One of the crew died when he jumped from the airship too early as it made its graceful descent into the water, slamming into the ocean surface. The other died when he decided to try and swim back into the wreckage to carry some personal belongings.

This past Tuesday, the Naval History and Heritage Command, National Oceanic and Atmospheric Administration, and a bunch of non-profits all got together to explore the final resting spot of the Macon once more, using a few underwater remotely operated vehicles.

Bruce Terrell, chief archaeologist and historian at NOAA’s Office of National Marine Sanctuaries’ Maritime Heritage Program, told USNI that the main goals of the expedition were to simply understand the past:

“We want to know basically what’s there, identify objects, things like that. We want to know how it wrecked, how all that happened,” he said.

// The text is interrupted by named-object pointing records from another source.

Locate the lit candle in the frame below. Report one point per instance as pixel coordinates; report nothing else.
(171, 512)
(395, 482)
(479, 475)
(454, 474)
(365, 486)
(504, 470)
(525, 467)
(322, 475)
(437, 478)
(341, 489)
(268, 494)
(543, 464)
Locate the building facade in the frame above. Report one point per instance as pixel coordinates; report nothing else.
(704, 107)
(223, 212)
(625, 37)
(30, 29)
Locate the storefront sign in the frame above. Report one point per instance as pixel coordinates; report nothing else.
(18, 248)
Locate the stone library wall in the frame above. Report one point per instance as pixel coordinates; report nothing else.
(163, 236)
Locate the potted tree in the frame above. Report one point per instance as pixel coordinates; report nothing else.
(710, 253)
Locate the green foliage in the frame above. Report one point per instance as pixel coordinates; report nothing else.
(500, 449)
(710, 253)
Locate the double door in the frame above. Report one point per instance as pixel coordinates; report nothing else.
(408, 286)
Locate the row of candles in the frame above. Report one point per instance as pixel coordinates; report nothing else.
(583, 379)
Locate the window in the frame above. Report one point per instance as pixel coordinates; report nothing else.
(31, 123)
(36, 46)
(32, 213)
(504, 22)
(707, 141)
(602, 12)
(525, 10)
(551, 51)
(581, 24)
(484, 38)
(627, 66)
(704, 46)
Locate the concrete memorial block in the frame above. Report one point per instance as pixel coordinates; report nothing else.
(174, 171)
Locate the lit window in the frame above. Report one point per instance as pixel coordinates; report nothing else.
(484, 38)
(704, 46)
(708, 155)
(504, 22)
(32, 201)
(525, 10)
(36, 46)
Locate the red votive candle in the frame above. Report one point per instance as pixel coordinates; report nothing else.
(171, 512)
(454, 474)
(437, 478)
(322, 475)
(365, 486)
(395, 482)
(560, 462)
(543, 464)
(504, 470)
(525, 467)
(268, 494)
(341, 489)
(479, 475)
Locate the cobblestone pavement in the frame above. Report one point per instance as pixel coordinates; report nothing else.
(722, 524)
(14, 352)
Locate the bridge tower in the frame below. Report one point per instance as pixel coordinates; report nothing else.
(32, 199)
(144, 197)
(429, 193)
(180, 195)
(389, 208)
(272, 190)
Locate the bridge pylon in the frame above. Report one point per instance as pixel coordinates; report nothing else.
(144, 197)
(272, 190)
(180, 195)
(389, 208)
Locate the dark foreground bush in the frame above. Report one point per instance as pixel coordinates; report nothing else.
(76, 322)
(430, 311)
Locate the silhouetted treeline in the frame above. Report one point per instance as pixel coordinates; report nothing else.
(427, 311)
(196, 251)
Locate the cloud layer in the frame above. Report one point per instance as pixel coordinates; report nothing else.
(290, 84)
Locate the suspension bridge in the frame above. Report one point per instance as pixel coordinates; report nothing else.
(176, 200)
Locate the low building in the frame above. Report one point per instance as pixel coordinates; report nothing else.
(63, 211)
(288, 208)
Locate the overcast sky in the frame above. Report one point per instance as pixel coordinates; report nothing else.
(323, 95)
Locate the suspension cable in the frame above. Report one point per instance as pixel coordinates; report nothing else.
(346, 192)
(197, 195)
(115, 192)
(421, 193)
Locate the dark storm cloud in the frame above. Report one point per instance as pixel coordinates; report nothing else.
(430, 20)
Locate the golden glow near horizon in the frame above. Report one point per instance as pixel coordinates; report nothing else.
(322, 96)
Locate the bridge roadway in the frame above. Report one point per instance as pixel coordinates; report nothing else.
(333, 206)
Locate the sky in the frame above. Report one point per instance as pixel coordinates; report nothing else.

“But then we want to understand the more human story. Now with Macon, there were two losses, a radioman and a steward; we know the radioman jumped from too high and broke his back, so they may have recovered his remains. But the steward ran back into the galley and was never seen again, so we may have a military grave there. But then the other human question we want to answer is, since there were people onboard, we want to know basically how the workspaces were arranged on Macon, how this big complex ship in the sky actually operated – how they interacted with each other, how they communicated, what kind of personal effects may have been onboard. We know we’ve got a lot of the galley there, it would be interesting to know how they cooked and ate their food up there in the sky.”

The site was last explored in 2006, and in the intervening years it has deteriorated quite a bit. For example, here’s what remains of one of the Sparrowhawks:

As you can see, it’s a bit worse for the wear.

But that doesn’t make it any less neat!